Le principe de précaution ne peut donc justifier l’exercice par le maire d’un pouvoir de police administrative spéciale pour laquelle il n’est pas compétent.
De troisième part, il rappelle également que si le maire est responsable de l’ordre public sur le territoire de sa commune, et qu’il lui appartient ainsi de prendre les mesures de police générale nécessaires pour l’assurer, « il ne saurait en aucun cas s’immiscer, par l’édiction d’une réglementation locale, dans l’exercice d’une police spéciale que le législateur a organisée à l’échelon national et confiée à l’Etat « .

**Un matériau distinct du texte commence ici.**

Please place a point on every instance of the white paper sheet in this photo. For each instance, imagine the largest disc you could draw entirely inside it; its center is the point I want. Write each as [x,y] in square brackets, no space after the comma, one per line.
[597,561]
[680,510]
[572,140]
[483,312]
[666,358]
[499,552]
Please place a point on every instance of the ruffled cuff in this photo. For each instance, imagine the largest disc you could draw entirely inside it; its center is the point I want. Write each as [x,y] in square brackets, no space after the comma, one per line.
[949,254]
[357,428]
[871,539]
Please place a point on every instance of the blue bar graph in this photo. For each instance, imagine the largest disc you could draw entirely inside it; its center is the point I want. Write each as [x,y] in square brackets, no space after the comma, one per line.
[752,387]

Il précise ainsi que, par les articles L. 253-1 et suivants du code rural et de la pêche maritime, le législateur a organisé une police spéciale des produits phytopharmaceutiques, dont la compétence relève des ministres chargés de l’agriculture, de la santé, de l’environnement et de la consommation.
Il illustre sa démonstration par plusieurs décisions rendues par le Conseil d’Etat le 26 juin 2019, dans lesquelles la Haute juridiction a rappelé qu’il appartient à ces ministres de prendre les mesures nécessaires à la protection de la santé publique vis-à-vis de la mise sur le marché et de l’utilisation des produits phytopharmaceutiques.
Il en conclut donc que le moyen soulevé par la préfète, tiré de l’incompétence du maire pour réglementer l’utilisation des produits phytopharmaceutiques sur le territoire de sa commune est, » en l’état de l’instruction, propre à créer un doute sérieux quant à la légalité de l’arrêté contesté « . L’exécution de ce dernier est donc suspendue, en attendant que le tribunal administratif se prononce au fond sur sa légalité.
En conclusion, il convient de garder à l’esprit que cette application rigoureuse du droit administratif n’empêche pas d’autres initiatives de fleurir en parallèle, par exemple sur le plan de la concertation environnementale.
Ainsi, dans certaines communes, les habitants et les professionnels utilisateurs de produits phytopharmaceutiques ont pu nouer des dialogues afin de conclure des chartes de bonnes pratiques pour l’utilisation de ces produits.
Ces initiatives ont été traduites par le législateur dans l’article 83 de la loi n° 2018-938 du 30 octobre 2018 pour l’équilibre des relations commerciales dans le secteur agricole et alimentaire et une alimentation saine, durable et accessible à tous, et entreront en vigueur le 1er janvier 2020.